L’esistenza quotidiana è nella verità esistenza cristiana solo quando la maturazione di personalità è orientata verso atteggiamenti umani, sulla linea e nello stile della fede, speranza, carità. In caso contrario, il significato espresso in forme tematizzate (e cioè l’orientamento cristiano esplicito e formale) resta un fatto vuoto, perché non trova la corrispondenza di una vita che dia consistenza a quanto è espresso.
Si può dire, in conclusione, che gli atteggiamenti fondamentali della fede, speranza, carità richiedono una disposizione abituale, collocata nell’ambito della autoprogettazione e, di conseguenza, frutto di educazione, che traduca nel ritmo dei gesti concreti e quotidiani il significato di vita che essi rappresentano.
Gli atteggiamenti fondamentali della vita cristiana portano a compimento e a radicalità la vita quotidiana di ogni uomo, nella misura in cui questa si esprime verso la sua autenticità umana.

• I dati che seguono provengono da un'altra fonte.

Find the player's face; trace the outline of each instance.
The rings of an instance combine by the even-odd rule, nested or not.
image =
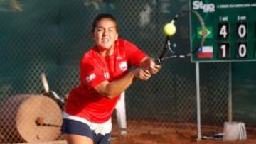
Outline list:
[[[97,22],[92,35],[96,45],[100,49],[114,49],[114,41],[118,38],[116,23],[110,18],[102,18]]]

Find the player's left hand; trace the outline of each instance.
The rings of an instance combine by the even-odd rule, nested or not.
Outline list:
[[[156,74],[157,72],[159,72],[161,68],[161,67],[160,65],[156,64],[156,62],[154,62],[154,60],[153,59],[150,60],[148,70],[149,70],[149,72],[151,74]]]

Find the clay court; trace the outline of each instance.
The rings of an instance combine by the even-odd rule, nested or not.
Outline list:
[[[0,143],[66,143],[65,99],[80,84],[80,61],[101,13],[162,65],[122,93],[112,144],[256,143],[255,8],[255,0],[0,0]],[[210,139],[226,121],[245,124],[247,139]]]

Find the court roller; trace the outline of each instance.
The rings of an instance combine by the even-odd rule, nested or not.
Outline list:
[[[61,109],[47,96],[16,95],[5,101],[0,112],[1,131],[9,142],[51,141],[60,135]]]

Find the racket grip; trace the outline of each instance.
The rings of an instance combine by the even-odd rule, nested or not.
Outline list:
[[[161,65],[162,62],[162,60],[159,57],[156,57],[154,60],[156,65]]]

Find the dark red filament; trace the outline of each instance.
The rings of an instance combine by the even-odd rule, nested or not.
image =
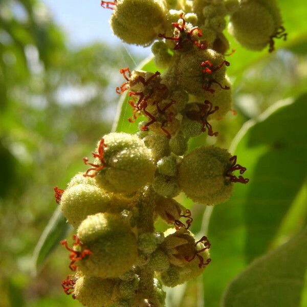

L’uomo, costruito capace di attuare la propria salvezza nell’autocomunicazione di Dio, quando cresce in umanità nella direzione degli atteggiamenti corrispondenti, esprime la sua decisione, almeno implicita per Gesù Cristo.
18.2.2. Tra atteggiamenti e conoscenze
Questa riflessione è molto importante per comprendere, in prospettiva educativa, il processo che porta verso l’integrazione tra la fede e la vita e per aprirlo alle conseguenze concrete cui farò cenno tra poco.
Al centro del processo stanno gli atteggiamenti: quelle capacità operative che armonizzano le doti personali in una disponibilità, agile e pronta, ad intervenire quando è il momento, sapendosi richiamare a motivazioni di riferimento.
Gli atteggiamenti rimandano continuamente alle conoscenze. Di esse esprimono la dimensione pratica e da esse, soprattutto, riprendono la qualità cristiana. Come ho già sottolineato, non qualsiasi atteggiamento fa il cristiano: egli deve misurarsi su Gesù Cristo, il suo messaggio e la testimonianza attuale della Chiesa. C’è quindi una linea di demarcazione netta tra atteggiamenti «determinati» da Gesù Cristo e atteggiamenti lontani dal suo progetto di vita. Le conoscenze sono la verifica oggettiva degli atteggiamenti, la loro riappropriazione nella direzione della verità dell’evento di Gesù.
Le conoscenze però non sono fine a se stesse; né rappresentano il terreno su cui verificare il livello di integrazione tra la fede e la vita. Non si tratta infatti di «sapere» e di dimostrare di «sapere», ma di investire tutta l’esistenza di questo «sapere». Integrare fede e vita significa fondamentalmente operare una ristrutturazione di personalità, tale da restituire all’evento di Gesù la funzione di «determinante» nelle scelte e nelle decisioni di vita. Non ricerchiamo quindi conoscenze di tipo nozionistico, ma conoscenze che permettano di valutare e di intervenire nelle concrete situazioni di vita, con costanza e con coerenza.